Ending the cycle of the eternal business consultant

Business Strategy & Leadership

Ending the Cycle of the Eternal Consultant

Why the “North Star” is a ghost and the only roadmap that matters is the one you walk yourself.

Quinn H.L. is a building code inspector and he knows the weight of a floor. He walks through the skeleton of a house and he carries a clip board. He looks at the joists and he looks at the spacing. The code says the joists must be sixteen inches apart on their centers.
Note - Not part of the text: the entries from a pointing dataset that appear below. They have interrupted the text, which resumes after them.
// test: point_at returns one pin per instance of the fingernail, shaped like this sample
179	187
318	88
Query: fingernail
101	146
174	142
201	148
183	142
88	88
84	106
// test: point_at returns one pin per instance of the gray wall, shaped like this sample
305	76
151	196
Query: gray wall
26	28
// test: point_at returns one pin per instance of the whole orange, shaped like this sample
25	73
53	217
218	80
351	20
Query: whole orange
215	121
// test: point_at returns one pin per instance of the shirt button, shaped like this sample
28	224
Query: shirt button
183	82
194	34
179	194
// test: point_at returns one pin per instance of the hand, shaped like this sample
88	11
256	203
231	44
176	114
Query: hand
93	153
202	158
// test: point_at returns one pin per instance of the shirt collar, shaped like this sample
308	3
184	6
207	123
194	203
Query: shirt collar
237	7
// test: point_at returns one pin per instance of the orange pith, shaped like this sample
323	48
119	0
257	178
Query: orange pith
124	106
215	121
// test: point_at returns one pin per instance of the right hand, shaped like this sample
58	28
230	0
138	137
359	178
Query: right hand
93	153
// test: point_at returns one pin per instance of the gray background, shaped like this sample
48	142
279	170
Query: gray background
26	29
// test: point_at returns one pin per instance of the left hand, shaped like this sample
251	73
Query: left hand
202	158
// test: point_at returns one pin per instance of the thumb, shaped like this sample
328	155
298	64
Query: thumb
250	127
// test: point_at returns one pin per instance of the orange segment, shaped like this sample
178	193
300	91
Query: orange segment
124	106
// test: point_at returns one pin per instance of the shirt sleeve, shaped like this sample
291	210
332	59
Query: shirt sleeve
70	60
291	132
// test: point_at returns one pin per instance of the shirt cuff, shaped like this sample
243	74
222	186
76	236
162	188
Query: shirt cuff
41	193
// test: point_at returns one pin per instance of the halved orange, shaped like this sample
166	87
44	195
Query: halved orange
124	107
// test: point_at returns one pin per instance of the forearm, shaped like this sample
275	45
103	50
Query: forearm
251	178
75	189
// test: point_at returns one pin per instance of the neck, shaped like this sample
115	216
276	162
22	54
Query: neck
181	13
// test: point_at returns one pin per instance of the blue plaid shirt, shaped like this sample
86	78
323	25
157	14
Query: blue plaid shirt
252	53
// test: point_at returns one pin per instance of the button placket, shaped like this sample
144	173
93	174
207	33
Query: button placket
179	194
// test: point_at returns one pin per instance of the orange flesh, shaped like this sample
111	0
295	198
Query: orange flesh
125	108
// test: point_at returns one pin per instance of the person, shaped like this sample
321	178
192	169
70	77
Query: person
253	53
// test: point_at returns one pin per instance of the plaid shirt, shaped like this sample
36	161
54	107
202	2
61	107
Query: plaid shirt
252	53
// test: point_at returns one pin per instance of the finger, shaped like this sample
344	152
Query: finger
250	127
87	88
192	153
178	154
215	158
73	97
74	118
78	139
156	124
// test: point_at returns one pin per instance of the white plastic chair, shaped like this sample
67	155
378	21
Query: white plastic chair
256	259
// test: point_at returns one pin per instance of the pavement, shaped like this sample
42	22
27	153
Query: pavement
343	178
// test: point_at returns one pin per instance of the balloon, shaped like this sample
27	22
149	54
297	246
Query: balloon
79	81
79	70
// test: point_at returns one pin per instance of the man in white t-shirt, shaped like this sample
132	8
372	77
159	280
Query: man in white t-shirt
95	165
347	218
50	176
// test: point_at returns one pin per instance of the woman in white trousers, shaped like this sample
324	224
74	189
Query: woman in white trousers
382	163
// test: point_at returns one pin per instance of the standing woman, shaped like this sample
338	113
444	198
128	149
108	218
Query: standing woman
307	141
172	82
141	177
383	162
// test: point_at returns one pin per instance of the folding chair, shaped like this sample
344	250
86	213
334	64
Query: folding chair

If the builder puts them eighteen inches apart the house is weak and the inspector writes a mark on his paper.

16″ CENTER (PASS)

Structural Integrity

18″ CENTER (FAIL)

Structural Weakness

The builder must fix the joist or the house cannot have walls. This is a simple thing and the law is clear but the business of advice is not like the building of a house. In a house the floor either holds the weight or it does not. In a business the floor is often made of paper and the paper is written by men who are paid to find the holes.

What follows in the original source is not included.